The Cullinan: $400 Million

It is the largest rough gem-quality diamond ever discovered worldwide. It weighs 621.35 grams and it’s 3,106,75 carats. It was excavated in Cullinan, South Africa in 1905 and it’s currently valued to around $400 million. King Edward received it as a gift when it still had a rough form. It was later split into nine diamonds and the largest one was named Star Africa or Cullinan I. Nowadays you can see the Cullinan I and Cullinan II at the Tower of London, they are part of the British Crown Jewels. Cullinan has a pear shape with 76 facets and Queen Elizabeth often wears it as a drop on a diamond and emerald necklace. You may not afford to buy a $400 million diamond, similar to the one Queen Elizabeth is wearing, but on Georg Jensen online store you can find some beautiful necklaces with diamonds at more affordable prices.
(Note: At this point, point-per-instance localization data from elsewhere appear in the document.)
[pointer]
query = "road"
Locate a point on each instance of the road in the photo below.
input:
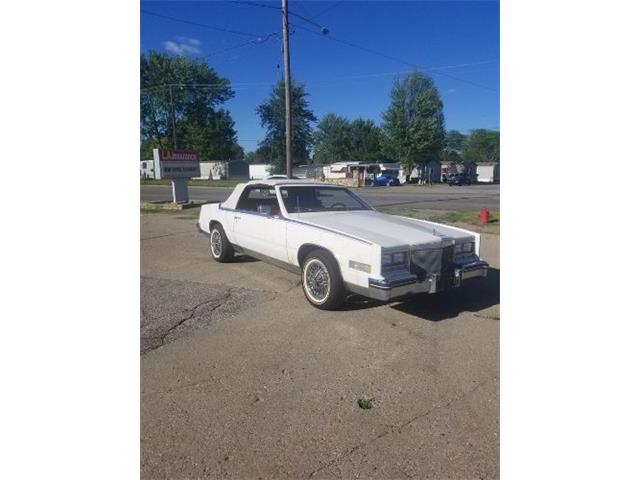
(437, 197)
(241, 378)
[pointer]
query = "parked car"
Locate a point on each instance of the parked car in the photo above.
(338, 243)
(385, 181)
(458, 179)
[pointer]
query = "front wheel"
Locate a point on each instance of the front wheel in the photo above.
(321, 281)
(221, 249)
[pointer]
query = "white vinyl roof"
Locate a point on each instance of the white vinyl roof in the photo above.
(290, 181)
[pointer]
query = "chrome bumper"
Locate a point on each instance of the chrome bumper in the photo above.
(406, 283)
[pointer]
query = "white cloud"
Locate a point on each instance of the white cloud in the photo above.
(184, 46)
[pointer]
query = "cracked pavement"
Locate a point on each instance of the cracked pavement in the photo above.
(250, 381)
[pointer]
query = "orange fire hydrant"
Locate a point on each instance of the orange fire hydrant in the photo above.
(484, 215)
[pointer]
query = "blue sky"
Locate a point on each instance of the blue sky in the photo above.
(458, 43)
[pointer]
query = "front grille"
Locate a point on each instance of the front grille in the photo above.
(447, 268)
(425, 262)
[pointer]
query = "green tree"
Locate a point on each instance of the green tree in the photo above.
(413, 125)
(454, 141)
(260, 155)
(199, 123)
(482, 146)
(332, 140)
(272, 117)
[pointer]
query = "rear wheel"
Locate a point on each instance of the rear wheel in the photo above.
(221, 249)
(321, 280)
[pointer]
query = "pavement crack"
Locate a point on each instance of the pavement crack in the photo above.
(190, 313)
(398, 428)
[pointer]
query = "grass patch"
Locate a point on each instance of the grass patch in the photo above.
(196, 183)
(462, 218)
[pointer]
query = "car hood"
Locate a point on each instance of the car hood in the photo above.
(383, 229)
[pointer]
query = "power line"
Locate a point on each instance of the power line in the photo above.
(258, 41)
(273, 7)
(396, 59)
(319, 82)
(203, 25)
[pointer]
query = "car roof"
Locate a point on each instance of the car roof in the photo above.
(292, 181)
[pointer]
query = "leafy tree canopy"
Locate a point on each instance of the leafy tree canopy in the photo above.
(199, 123)
(260, 155)
(338, 140)
(454, 141)
(482, 146)
(413, 125)
(272, 117)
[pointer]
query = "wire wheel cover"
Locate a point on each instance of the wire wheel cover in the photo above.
(216, 243)
(317, 282)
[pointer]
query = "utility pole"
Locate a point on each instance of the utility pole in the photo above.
(173, 117)
(287, 84)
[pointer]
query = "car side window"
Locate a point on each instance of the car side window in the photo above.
(260, 200)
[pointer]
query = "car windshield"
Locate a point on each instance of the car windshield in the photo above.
(320, 199)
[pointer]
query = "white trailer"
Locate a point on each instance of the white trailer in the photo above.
(488, 172)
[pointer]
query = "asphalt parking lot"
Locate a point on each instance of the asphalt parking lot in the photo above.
(436, 197)
(242, 378)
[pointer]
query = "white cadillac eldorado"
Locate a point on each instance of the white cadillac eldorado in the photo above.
(338, 243)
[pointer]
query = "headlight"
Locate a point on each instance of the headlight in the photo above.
(363, 267)
(399, 258)
(394, 259)
(467, 247)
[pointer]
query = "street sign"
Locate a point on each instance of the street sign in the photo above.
(179, 166)
(175, 163)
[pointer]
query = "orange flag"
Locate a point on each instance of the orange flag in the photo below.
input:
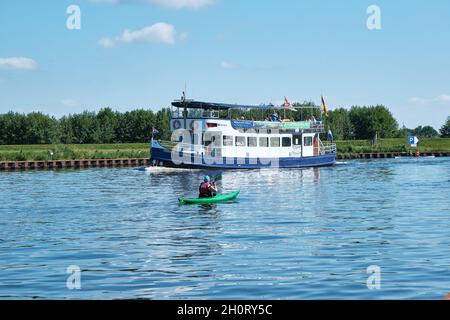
(324, 106)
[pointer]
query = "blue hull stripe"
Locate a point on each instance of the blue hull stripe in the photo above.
(165, 156)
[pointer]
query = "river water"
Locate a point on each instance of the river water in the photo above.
(292, 234)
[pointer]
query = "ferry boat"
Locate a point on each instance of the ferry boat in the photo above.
(204, 135)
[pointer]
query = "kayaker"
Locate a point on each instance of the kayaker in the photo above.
(207, 189)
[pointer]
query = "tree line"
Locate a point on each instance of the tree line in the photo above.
(105, 126)
(108, 126)
(363, 123)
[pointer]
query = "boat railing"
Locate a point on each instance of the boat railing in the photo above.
(327, 148)
(180, 146)
(197, 114)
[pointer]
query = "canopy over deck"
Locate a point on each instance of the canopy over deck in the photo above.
(192, 104)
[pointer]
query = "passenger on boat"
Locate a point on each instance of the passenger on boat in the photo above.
(274, 117)
(330, 135)
(207, 189)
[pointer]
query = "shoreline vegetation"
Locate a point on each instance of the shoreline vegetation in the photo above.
(48, 152)
(109, 134)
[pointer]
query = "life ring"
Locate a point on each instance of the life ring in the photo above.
(194, 125)
(176, 124)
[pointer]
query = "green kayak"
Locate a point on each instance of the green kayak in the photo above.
(216, 199)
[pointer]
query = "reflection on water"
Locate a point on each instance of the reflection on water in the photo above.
(300, 234)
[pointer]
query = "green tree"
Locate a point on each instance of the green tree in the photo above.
(367, 121)
(135, 126)
(13, 128)
(107, 125)
(40, 129)
(425, 132)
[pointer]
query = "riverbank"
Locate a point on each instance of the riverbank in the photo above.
(355, 149)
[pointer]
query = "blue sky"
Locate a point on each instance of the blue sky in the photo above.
(227, 51)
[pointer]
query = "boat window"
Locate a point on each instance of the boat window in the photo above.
(286, 142)
(227, 141)
(307, 141)
(240, 141)
(263, 142)
(297, 140)
(252, 141)
(275, 142)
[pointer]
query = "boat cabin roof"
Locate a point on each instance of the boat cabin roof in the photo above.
(192, 104)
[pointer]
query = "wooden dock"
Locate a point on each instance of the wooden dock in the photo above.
(139, 162)
(387, 155)
(72, 164)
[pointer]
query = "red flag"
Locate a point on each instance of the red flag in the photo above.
(324, 106)
(287, 104)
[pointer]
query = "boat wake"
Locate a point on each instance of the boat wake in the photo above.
(157, 170)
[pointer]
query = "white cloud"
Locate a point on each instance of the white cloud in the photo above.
(19, 63)
(440, 99)
(158, 33)
(171, 4)
(180, 4)
(229, 65)
(69, 103)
The Sancy Diamond, un-estimated price

The value of this diamond is currently unknown because of its pale yellow colour and indistinguishable shape, some state that it looks similar to a shield. It has 11.05g, 55.23 carats and it was discovered in India. You can see it at the Apollo Gallery at the Louvre in Paris, being currently part of the French Crown Jewel. It’s one of the first gemstones cut with symmetrical facets. It’s an unusual stone because it has no pavilion, it features a pair of crowns, one to another. Its name comes from the French Ambassador to Turkey, Nicholas Harlai, the Seigneur de Sancy who first purchased it in Constantinople in 1570.

Koh-i-Noor: priceless

All diamond lovers have heard about Koh-i-Noor, one of the oldest ones in the world. It was discovered more than 5000 years ago and its current name means “Mountain of Light” in Persian. The first record mentioning it was in the Andhra Pradesh state of India. No one knows what it’s original weigh was, the first time when it was weighted it was 38.2g and 186 old carats. It had numerous owners until it was offered to Queen Victoria when Britain annexed Punjab in 1840. At first, it was cut similar to other Mughal era diamonds, but when it was displayed at the Great Exhibition in London, in 1951 the viewers were not satisfied with its look and Prince Albert decided to re-cut it. At present Koh-i-Noor is described as having the finest white colour or being colourless, with an oval shape and 108.93 carats. It took 38 days to cut it in its current form, but it’s said that Prince Albert was not happy with the result because once it was reduced, it no longer shone as it did before.